Re: rbd performance issue - can't find bottleneck

Mark Nelson <mnelson@xxxxxxxxxx> · Wed, 17 Jun 2015 08:34:57 -0500

On 06/17/2015 04:10 AM, Jacek Jarosiewicz wrote:
Hi,

We've been doing some testing of ceph hammer (0.94.2), but the
performance is very slow and we can't find what's causing the problem.

Initially we've started with four nodes with 10 osd's total.
The drives we've used were SATA enterprise drives and on top of that
we've used SSD drives as flashcache devices for SATA drives and for
storing OSD's journal.

The local tests on each of the four nodes are giving the results you'd
expect:

~500MB/s seq writes and reads from SSD's,
~40k iops random reads from SSD's,
~200MB/s seq writes and reads from SATA drives
~600 iops random reads from SATA drives

..but when we've tested this setup from a client we got rather slow
results.. so we've tried to find a bottleneck and tested the network by
connecting client to our nodes via NFS - and performance via NFS is as
expected (similar results to local tests, only slightly slower).

So we've reconfigured ceph to not use SATA drives and just setup OSD's
on SSD drives (we wanted to test if maybe this is a flashcache problem?)

..but to no success, the results of rbd i/o tests from two osd nodes
setup on SSD drives are like this:

~60MB/s seq writes
~100MB/s seq reads
~2-3k iops random reads

Is this per SSD or aggregate?

The client is an rbd mounted on a linux ubuntu box.

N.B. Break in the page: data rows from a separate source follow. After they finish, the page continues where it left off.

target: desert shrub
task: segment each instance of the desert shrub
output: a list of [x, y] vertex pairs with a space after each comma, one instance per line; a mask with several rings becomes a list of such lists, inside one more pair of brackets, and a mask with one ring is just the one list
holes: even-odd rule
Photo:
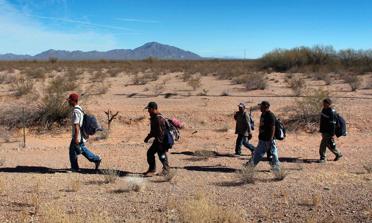
[[12, 84], [12, 90], [15, 92], [15, 95], [21, 96], [32, 91], [34, 82], [32, 80], [26, 80], [24, 77], [21, 77]]
[[257, 179], [257, 172], [252, 162], [248, 162], [248, 165], [237, 170], [237, 177], [243, 183], [253, 183]]
[[173, 179], [173, 177], [176, 176], [177, 174], [177, 169], [169, 169], [168, 171], [166, 171], [165, 174], [163, 175], [163, 177], [164, 178], [164, 181], [166, 182], [169, 182]]
[[198, 191], [180, 208], [179, 221], [185, 223], [244, 222], [243, 215], [232, 207], [215, 204], [206, 197], [204, 191]]
[[295, 77], [289, 81], [288, 84], [297, 97], [304, 94], [306, 90], [306, 83], [302, 77]]
[[115, 183], [119, 177], [119, 170], [115, 169], [115, 167], [108, 164], [106, 168], [100, 170], [104, 180], [107, 183]]
[[367, 170], [368, 173], [372, 173], [372, 162], [364, 164], [363, 168]]
[[290, 170], [284, 165], [285, 162], [282, 163], [281, 167], [279, 167], [278, 166], [273, 166], [272, 167], [272, 173], [274, 175], [274, 177], [279, 180], [283, 180], [288, 176]]
[[202, 85], [199, 80], [194, 78], [191, 78], [187, 81], [187, 85], [191, 87], [192, 88], [192, 90], [195, 91], [201, 87]]
[[351, 88], [351, 91], [355, 91], [362, 87], [363, 79], [356, 75], [349, 75], [344, 77], [345, 83], [347, 83]]
[[288, 130], [299, 128], [315, 131], [320, 120], [323, 100], [329, 98], [329, 92], [321, 88], [314, 89], [285, 109], [290, 117], [287, 120]]
[[135, 75], [132, 77], [132, 83], [133, 83], [133, 84], [146, 84], [148, 81], [148, 80], [147, 78], [139, 76], [137, 75]]
[[138, 175], [125, 176], [125, 182], [129, 191], [143, 192], [146, 187], [143, 177]]
[[98, 94], [106, 94], [109, 92], [111, 85], [108, 81], [100, 82], [94, 86], [94, 90]]
[[245, 85], [248, 89], [264, 90], [269, 86], [267, 80], [265, 78], [265, 74], [262, 73], [247, 74], [245, 77]]
[[159, 96], [165, 88], [165, 85], [164, 84], [157, 84], [152, 87], [152, 90], [155, 96]]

All the servers (osd
nodes and the client) are running Ubuntu Server 14.04. We tried to
switch to CentOS 7 - but the results are the same.

Is this kernel RBD or a VM using QEMU/KVM?  You might want to try fio 
with the librbd engine and see if you get the same results.  Also, 
radosbench isn't exactly analogous, but you might try some large 
sequential write / sequential read tests just as a sanity check.

Here are some technical details about our setup:

Four exact same osd nodes:
E5-1630 CPU
32 GB RAM
Mellanox MT27520 56Gbps network cards
SATA controller LSI Logic SAS3008

Specs look fine.

Storage nodes are connected to SuperMicro chassis: 847E1C-R1K28JBOD

Is that where the SSDs live?  I'm not a fan of such heavy expander 
over-subscription, but if you are getting good results outside of Ceph 
I'm guessing it's something else.

Four monitors (one on each node). We do not use CephFS so we do not run
ceph-mds.

You'll want to go down to 3 or up to 5.  Even numbers of monitors don't 
really help you in any way (and can actually hurt).  I'd suggest 3.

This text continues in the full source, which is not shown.